May 13, 2000
.According to the divine plan, "a woman clothed with the sun" (Rv 12: 1) came down from heaven to this earth to visit the privileged children of the Father. She speaks to them with a mother's voice and heart: she asks them to offer themselves as victims of reparation, saying that she was ready to lead them safely to God. And behold, they see a light shining from her maternal hands which penetrates them inwardly, so that they feel immersed in God just as - they explain - a person sees himself in a mirror.
Later Francisco, one of the three privileged children, exclaimed: "We were burning in that light which is God and we were not consumed. What is God like? It is impossible to say. In fact we will never be able to tell people". God: a light that burns without consuming. Moses had the same experience when he saw God in the burning bush; he heard God say that he was concerned about the slavery of his people and had decided to deliver them through him: "I will be with you" (cf. Ex 3: 2-12). Those who welcome this presence become the dwelling-place and, consequently, a "burning bush" of the Most High. . . .
A transformation takes place in his life, one we could call radical: a transformation certainly uncommon for children of his age. He devotes himself to an intense spiritual life, expressed in assiduous and fervent prayer, and attains a true form of mystical union with the Lord. This spurs him to a progressive purification of the spirit through the renunciation of his own pleasures and even of innocent childhood games.
Francisco bore without complaining the great sufferings caused by the illness from which he died. It all seemed to him so little to console Jesus: he died with a smile on his lips. Little Francisco had a great desire to atone for the offences of sinners by striving to be good and by offering his sacrifices and prayers. The life of Jacinta, his younger sister by almost two years, was motivated by these same sentiments. . . .
The message of Fátima is a call to conversion, alerting humanity to have nothing to do with the "dragon" whose "tail swept down a third of the stars of heaven, and cast them to the earth" (Rv 12: 4). Man's final goal is heaven, his true home, where the heavenly Father awaits everyone with his merciful love.
God does not want anyone to be lost; that is why 2,000 years ago he sent his Son to earth, "to seek and to save the lost" (Lk 19: 10). And he saved us by his death on the cross. Let no one empty that Cross of its power! Jesus died and rose from the dead to be "the first-born among many brethren" (Rom 8: 29).
In her motherly concern, the Blessed Virgin came here to Fátima to ask men and women "to stop offending God, Our Lord, who is already very offended". It is a mother's sorrow that compels her to speak; the destiny of her children is at stake. For this reason she asks the little shepherds: "Pray, pray much and make sacrifices for sinners; many souls go to hell because they have no one to pray and make sacrifices for them."

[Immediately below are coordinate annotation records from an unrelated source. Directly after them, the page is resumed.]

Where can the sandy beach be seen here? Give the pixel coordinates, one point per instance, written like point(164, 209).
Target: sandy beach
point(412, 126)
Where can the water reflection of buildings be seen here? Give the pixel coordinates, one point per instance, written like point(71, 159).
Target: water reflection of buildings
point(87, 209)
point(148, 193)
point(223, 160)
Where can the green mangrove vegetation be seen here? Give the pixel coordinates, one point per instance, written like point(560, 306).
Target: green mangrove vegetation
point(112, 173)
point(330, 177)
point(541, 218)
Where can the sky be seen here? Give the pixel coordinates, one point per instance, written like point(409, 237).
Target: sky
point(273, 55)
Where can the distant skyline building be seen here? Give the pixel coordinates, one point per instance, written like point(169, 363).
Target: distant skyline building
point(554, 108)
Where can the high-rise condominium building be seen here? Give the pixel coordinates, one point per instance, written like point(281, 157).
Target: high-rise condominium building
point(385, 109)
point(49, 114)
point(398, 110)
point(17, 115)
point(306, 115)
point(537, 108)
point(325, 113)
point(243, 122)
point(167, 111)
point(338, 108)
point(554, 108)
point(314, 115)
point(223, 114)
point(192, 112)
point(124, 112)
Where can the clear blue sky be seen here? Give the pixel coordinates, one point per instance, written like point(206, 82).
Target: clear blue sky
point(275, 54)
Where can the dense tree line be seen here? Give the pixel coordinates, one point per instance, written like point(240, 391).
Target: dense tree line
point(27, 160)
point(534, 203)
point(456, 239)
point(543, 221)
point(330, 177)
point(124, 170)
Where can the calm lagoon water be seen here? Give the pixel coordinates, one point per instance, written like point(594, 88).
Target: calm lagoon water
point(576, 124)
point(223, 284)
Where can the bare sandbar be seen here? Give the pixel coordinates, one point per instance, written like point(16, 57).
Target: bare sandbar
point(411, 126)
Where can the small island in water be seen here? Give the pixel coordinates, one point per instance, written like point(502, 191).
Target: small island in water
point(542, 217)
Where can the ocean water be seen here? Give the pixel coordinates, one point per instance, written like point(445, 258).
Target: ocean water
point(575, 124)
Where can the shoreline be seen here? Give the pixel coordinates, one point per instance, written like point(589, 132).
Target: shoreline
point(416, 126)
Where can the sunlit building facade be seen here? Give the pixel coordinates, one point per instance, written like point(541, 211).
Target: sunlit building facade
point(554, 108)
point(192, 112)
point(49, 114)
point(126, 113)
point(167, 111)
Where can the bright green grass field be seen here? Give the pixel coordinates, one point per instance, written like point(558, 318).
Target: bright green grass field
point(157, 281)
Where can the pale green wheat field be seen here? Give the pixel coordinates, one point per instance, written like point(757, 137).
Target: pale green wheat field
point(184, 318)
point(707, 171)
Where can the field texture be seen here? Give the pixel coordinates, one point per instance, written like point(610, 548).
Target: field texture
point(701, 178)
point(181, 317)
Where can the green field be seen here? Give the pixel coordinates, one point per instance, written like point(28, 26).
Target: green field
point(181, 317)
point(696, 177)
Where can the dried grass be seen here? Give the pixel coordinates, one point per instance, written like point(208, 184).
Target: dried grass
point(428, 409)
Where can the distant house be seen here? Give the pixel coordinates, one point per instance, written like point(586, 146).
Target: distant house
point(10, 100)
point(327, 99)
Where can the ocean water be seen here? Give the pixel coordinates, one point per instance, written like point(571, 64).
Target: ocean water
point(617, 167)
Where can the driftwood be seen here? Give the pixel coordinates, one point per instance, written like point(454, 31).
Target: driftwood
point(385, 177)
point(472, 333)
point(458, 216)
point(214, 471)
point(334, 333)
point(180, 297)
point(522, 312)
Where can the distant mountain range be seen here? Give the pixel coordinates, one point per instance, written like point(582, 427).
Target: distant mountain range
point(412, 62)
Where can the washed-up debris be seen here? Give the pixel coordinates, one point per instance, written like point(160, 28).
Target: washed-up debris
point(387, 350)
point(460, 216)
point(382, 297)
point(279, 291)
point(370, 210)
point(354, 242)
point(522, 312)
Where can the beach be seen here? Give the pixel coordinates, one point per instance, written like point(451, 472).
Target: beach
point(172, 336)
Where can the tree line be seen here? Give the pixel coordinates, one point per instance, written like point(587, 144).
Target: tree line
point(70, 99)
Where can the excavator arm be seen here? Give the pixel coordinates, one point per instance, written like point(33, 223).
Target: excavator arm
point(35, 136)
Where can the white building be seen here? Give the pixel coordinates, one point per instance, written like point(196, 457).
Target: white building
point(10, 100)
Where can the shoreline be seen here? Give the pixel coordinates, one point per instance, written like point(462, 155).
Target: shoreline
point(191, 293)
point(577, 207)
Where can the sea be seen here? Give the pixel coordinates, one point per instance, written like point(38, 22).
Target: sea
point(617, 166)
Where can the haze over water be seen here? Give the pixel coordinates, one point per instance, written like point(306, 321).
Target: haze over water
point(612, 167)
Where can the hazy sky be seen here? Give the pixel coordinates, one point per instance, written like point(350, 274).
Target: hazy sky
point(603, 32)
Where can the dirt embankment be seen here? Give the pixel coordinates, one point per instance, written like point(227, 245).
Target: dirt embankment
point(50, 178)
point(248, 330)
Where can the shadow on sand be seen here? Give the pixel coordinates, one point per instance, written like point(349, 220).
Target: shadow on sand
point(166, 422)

Little Jacinta felt and personally experienced Our Lady's anguish, offering herself heroically as a victim for sinners. One day, when she and Francisco had already contracted the illness that forced them to bed, the Virgin Mary came to visit them at home, as the little one recounts: "Our Lady came to see us and said that soon she would come and take Francisco to heaven. And she asked me if I still wanted to convert more sinners. I told her yes". And when the time came for Francisco to leave, the little girl tells him: "Give my greetings to Our Lord and to Our Lady and tell them that I am enduring everything they want for the conversion of sinners". Jacinta had been so deeply moved by the vision of hell during the apparition of 13 July that no mortification or penance seemed too great to save sinners.
She could well exclaim with St Paul: "I rejoice in my sufferings for your sake, and in my flesh I complete what is lacking in Christ's afflictions for the sake of his body, that is, the Church" (Col 1: 24). Last Sunday at the Colosseum in Rome, we commemorated the many witnesses to the faith in the 20th century, recalling the tribulations they suffered through the significant testimonies they left us. An innumerable cloud of courageous witnesses to the faith have left us a precious heritage which must live on in the third millennium. Here in Fátima, where these times of tribulation were foretold and Our Lady asked for prayer and penance to shorten them, I would like today to thank heaven for the powerful witness shown in all those lives. And once again I would like to celebrate the Lord's goodness to me when I was saved from death after being gravely wounded on 13 May 1981. I also express my gratitude to Bl. Jacinta for the sacrifices and prayers offered for the Holy Father, whom she saw suffering greatly.